You can then add the uri to the config.yml:

postgresql://username@localhost:5432/optuna

and start the mlflow server, if used, with the following command:

mlflow server --backend-store-uri postgresql://username@localhost:5432/mlflow --default-artifact-root file:/path/to/mlflow/artifacts

Besides PostgreSQL, you can also use any other database supported by Optuna.

Easier Handling with Docker

If you prefer to use Docker for setting up the environment, you can use the provided docker-compose.yml for this process. Follow these steps:

Prerequisites

Ensure you have Docker and Docker Compose installed on your machine. You can install them by following the instructions on the Docker website. If you do not want or cannot use docker, you can also use Podman as an alternative. Replace docker with podman in the commands below to use Podman.

Steps

1) Run the Docker Containers

Navigate to the directory containing your docker-compose.yml file and run the following command to start the Docker containers:

docker compose up -d

This command will:

  • Start the PostgreSQL container and initialize the optuna database automatically.
  • Start the MLflow server and the corresponding PostgreSQL container.
  • Start the Snakemake container with all dependencies installed.

You do not need to manually start PostgreSQL or MLflow. Docker Compose will handle that for you based on the service definitions. You only have to ensure that the vambn_config.yml file is correctly configured.

2) Running Snakemake Commands

Once the containers are up and running, you can access the Snakemake container to execute your pipeline. Open a new terminal window and run the following command:

docker compose exec snakemake /bin/bash

This will open a bash shell inside the Snakemake container. From there, you can run Snakemake commands as needed, for example:

snake -s Snakefile # run the entire pipeline
# or
snake -s snakemake_modules/traditional-postprocessing.snakefile # run a specific module

Note: The snake command is an alias for poetry run snakemake --use-conda that is defined in the Dockerfile. You can use poetry run snakemake --use-conda directly if you prefer.

3) Accessing PostgreSQL and MLflow

The PostgreSQL and MLflow services are accessible from within the Snakemake container using the following URIs:

  • PostgreSQL: postgresql://vambn:app@postgres:5432/optuna
  • MLflow: http://mlflow:5000

You can configure these URIs in your configuration files as needed.

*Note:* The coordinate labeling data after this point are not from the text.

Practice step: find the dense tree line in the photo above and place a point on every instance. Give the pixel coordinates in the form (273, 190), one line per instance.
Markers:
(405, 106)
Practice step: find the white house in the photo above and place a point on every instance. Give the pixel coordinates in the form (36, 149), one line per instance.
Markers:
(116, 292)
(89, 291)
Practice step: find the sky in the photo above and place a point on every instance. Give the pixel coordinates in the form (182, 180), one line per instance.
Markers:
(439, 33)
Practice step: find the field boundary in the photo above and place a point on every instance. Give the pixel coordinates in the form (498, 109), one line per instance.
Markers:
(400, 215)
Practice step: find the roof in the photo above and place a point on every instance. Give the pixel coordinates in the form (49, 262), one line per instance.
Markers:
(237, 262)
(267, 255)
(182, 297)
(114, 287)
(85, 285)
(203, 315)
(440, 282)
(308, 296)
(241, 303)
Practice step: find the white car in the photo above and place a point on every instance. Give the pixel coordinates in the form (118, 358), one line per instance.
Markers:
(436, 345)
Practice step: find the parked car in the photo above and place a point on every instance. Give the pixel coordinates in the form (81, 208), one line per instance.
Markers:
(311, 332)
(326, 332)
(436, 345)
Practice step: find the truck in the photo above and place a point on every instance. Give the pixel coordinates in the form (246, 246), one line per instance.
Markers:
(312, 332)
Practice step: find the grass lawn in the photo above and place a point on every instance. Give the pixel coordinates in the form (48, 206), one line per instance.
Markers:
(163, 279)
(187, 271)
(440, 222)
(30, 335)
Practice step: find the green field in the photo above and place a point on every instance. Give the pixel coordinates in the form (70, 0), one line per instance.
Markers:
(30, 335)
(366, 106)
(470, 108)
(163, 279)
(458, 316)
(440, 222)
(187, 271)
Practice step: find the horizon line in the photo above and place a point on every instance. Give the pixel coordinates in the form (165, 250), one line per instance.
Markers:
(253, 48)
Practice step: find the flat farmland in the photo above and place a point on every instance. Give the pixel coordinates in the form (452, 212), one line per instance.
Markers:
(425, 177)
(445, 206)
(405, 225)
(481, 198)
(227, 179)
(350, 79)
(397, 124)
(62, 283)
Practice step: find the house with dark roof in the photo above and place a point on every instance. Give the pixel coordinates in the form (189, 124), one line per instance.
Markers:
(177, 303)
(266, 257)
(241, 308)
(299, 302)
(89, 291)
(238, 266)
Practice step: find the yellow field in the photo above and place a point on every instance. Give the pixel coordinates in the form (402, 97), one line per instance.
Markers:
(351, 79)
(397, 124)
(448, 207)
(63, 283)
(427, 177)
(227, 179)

4) Shutting Down the Containers

Once you are done with your work, you can stop and remove the containers by running:

docker-compose down

If you plan on using GPUs with this setup, be aware that you might encounter issues. In our testing scenarios, using GPUs was not found to be beneficial. Therefore, it is recommended to use the CPU for running this pipeline unless you have specific requirements that necessitate GPU usage and are prepared to handle potential issues.

This Docker setup simplifies the installation and configuration process, ensuring all dependencies are correctly installed and services are running in isolated environments.